Adi grew up in Nahira, a village in rural Assam, where caring for cattle was not just livelihood but tradition. His father, a teacher and priest, passed down a way of life in which cows supported the family’s dairy needs, farming practices, and cultural rituals. For Adi and his siblings, tending cattle was part of everyday childhood—before and after school, in harvested fields where cows grazed and children learned, played, and grew.
Later, Adi moved to the semi-urban town of Dudhnoi to continue his father’s legacy as a teacher and priest. Determined to hold on to his roots, he built a home near rice fields and bought a cow. Despite the pressures of work and family life, he continued traditional practices—growing vegetables with cow dung and sharing milk and manure with neighbours. Festivals like Goru Bihu remained lived traditions for his children, while for many others they had already become textbook stories.

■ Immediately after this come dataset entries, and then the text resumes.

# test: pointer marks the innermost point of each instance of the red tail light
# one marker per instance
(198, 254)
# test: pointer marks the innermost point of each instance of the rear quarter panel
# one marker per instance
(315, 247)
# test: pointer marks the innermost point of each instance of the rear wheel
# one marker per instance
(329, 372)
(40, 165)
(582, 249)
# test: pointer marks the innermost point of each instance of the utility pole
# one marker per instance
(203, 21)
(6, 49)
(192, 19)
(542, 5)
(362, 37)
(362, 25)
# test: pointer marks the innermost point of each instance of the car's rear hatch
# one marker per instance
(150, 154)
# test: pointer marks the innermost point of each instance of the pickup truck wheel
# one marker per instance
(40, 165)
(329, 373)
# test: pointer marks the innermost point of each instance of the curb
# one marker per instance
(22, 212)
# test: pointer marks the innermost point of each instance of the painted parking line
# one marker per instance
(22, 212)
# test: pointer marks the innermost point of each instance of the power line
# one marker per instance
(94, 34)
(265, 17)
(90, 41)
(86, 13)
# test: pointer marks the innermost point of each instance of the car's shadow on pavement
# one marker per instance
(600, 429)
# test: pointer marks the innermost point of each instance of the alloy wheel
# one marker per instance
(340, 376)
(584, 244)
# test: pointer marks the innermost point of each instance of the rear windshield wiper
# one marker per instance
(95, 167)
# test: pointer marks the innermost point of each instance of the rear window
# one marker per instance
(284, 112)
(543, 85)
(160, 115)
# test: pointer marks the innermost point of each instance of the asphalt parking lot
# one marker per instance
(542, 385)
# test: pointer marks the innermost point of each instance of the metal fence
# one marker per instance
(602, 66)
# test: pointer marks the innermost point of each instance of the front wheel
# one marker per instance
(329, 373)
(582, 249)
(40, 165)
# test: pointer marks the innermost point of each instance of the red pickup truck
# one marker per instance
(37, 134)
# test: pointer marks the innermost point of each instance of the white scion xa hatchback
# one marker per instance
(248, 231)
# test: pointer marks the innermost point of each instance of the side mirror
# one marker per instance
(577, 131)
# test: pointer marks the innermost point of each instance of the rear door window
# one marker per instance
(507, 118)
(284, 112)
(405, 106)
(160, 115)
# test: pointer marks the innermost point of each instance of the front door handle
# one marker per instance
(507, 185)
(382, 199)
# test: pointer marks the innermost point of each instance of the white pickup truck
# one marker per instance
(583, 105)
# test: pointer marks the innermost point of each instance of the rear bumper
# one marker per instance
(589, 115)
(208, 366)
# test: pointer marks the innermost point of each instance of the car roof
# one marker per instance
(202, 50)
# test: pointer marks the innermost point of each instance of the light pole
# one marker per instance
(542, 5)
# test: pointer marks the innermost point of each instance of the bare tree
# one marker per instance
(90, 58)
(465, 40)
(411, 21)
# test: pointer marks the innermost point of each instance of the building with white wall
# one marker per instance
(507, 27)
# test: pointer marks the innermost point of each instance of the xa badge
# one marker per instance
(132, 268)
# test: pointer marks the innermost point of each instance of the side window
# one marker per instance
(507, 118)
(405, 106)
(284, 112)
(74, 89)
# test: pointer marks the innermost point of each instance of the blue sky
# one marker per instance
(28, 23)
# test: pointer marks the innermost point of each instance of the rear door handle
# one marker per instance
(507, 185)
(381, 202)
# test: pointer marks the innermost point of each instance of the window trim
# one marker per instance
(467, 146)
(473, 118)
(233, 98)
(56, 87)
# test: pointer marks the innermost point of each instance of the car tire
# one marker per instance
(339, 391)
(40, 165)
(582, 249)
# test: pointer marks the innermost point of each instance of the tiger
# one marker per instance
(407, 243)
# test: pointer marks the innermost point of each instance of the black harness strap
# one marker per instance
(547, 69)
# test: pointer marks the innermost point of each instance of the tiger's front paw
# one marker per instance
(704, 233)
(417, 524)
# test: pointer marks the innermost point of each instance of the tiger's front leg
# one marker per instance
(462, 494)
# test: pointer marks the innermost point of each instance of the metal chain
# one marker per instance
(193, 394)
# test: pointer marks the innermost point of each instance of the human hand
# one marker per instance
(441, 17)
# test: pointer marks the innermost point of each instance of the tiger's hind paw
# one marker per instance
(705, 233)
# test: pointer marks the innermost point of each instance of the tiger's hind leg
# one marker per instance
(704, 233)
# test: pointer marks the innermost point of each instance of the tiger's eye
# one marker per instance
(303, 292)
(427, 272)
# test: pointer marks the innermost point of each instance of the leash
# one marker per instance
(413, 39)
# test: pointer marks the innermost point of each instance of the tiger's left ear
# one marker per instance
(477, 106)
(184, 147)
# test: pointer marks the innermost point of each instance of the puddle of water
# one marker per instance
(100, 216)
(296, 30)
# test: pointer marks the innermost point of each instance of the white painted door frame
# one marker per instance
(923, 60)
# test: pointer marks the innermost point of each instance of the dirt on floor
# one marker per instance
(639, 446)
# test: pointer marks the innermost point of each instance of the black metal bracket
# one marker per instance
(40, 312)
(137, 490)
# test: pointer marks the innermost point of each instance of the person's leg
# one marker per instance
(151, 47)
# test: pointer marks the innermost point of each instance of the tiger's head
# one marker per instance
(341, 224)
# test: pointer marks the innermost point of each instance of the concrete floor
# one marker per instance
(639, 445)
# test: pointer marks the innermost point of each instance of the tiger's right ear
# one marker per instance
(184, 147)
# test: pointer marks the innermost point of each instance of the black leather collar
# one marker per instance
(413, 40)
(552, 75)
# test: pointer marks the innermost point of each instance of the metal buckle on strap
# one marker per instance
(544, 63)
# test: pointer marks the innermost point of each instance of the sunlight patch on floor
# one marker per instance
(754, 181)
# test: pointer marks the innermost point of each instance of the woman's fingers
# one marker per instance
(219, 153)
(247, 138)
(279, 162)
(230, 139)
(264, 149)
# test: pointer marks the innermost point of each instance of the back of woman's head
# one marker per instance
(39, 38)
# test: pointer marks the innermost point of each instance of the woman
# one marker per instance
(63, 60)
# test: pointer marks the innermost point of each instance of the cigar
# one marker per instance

As development reshaped Dudhnoi, open fields gave way to concrete. Grazing spaces disappeared, and the cow became dependent on costly commercial feed. The younger generation struggled to connect with traditions that no longer fit their urbanising lives.
After Adi’s death, his family faced a difficult choice: to sustain a tradition that demanded time, money, and labour, or to let an inherited way of life quietly end. Adi’s last cow stood at the fragile edge where tradition meets change.